What is the aim of your project?

The eCamCVD electronic healthcare record database will support research to answer important cardiovascular related medical, methodological and biological questions. Establishing this database will provide a framework in which to further our understanding and improve the prevention of cardiovascular diseases. 

How did the Partnership Fund help to achieve those aims?

Such an undertaking needs input from multiple people, including patients and members of the public, data scientists, computer scientists, clinicians and researchers. The partnership funding has allowed us to institute weekly meetings to maximise progress and to fund members of the team that will extract data in a safe anonymised way, to get successful ethics approvals and institute the first projects relating to the database in stroke and heart failure.
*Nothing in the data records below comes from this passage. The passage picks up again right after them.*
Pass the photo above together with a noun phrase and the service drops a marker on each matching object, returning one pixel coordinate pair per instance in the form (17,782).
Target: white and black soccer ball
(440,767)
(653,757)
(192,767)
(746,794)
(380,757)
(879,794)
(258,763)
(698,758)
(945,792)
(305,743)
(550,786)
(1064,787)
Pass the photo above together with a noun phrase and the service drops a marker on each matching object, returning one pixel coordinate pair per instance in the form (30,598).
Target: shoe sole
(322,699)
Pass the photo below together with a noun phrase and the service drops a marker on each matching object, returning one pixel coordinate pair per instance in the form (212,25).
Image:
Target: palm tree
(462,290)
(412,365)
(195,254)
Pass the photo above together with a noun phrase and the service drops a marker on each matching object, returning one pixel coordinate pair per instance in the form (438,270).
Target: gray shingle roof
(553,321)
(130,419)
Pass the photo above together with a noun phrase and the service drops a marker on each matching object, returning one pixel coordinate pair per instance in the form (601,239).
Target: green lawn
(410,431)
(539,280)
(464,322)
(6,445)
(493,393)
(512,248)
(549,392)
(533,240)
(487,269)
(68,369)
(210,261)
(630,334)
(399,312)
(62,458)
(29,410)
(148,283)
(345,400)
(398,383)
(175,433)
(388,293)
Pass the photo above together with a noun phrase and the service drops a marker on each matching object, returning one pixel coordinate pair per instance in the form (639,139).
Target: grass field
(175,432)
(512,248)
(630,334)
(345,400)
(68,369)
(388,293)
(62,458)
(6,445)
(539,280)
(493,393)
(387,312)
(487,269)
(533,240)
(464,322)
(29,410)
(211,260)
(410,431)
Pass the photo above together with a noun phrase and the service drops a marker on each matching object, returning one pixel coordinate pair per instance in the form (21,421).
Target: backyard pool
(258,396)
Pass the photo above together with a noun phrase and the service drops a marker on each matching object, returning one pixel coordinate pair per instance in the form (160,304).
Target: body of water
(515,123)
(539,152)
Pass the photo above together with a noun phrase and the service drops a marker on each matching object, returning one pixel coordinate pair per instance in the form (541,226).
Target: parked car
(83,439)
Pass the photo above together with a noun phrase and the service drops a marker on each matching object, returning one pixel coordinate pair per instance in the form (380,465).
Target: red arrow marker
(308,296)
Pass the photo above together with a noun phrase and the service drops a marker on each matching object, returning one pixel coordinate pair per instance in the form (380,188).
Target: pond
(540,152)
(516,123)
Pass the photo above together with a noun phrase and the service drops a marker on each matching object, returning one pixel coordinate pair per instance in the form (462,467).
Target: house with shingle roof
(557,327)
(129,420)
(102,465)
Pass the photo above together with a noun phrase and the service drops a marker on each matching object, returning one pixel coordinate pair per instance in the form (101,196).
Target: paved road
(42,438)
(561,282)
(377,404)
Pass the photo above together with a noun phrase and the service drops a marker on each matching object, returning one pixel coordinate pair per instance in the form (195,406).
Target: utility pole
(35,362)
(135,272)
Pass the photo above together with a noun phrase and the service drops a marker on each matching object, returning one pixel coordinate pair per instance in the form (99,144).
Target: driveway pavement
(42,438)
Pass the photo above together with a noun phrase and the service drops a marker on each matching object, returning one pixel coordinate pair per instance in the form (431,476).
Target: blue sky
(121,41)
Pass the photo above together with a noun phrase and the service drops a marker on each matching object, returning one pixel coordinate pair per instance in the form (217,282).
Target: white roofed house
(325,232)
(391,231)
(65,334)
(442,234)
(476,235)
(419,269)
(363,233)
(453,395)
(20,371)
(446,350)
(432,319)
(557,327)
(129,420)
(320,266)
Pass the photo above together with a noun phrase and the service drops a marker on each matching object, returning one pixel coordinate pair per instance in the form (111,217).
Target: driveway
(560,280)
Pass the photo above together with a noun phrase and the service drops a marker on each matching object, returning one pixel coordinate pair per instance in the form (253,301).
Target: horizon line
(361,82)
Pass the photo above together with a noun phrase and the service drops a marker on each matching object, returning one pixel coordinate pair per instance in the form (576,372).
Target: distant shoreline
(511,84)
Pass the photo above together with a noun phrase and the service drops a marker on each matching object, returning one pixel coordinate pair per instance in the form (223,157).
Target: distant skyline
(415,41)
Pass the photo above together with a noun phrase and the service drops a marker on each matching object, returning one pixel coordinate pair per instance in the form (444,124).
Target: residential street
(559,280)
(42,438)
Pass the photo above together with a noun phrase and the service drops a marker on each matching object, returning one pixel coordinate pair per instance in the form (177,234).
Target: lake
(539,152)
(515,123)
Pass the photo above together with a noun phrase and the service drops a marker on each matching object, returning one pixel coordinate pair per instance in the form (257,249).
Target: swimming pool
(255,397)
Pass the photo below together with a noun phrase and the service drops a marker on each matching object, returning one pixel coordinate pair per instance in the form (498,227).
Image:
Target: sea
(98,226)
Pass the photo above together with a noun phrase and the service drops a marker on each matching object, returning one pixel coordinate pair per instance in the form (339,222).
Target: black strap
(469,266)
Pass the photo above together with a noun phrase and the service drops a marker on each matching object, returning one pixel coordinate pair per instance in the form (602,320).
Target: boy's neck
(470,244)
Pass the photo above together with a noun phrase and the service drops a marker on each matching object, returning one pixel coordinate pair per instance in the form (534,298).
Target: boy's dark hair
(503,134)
How do the aims of the CMIH fit with/alongside your work?

The aims of the CMIH align well with our own, namely bringing together a diverse group of computer scientists, data experts clinicians, who would not normally necessarily work together. Harnessing the power of those groups allows us to answer bigger questions than we could if we remained working in our own silos.

What’s next for your project?

Getting the partnership award has already helped us to establish the database. Moreover, we hope to expand across the east of England and beyond leveraging additional funding from other sources, such as the British Heart Foundation and the EPSRC.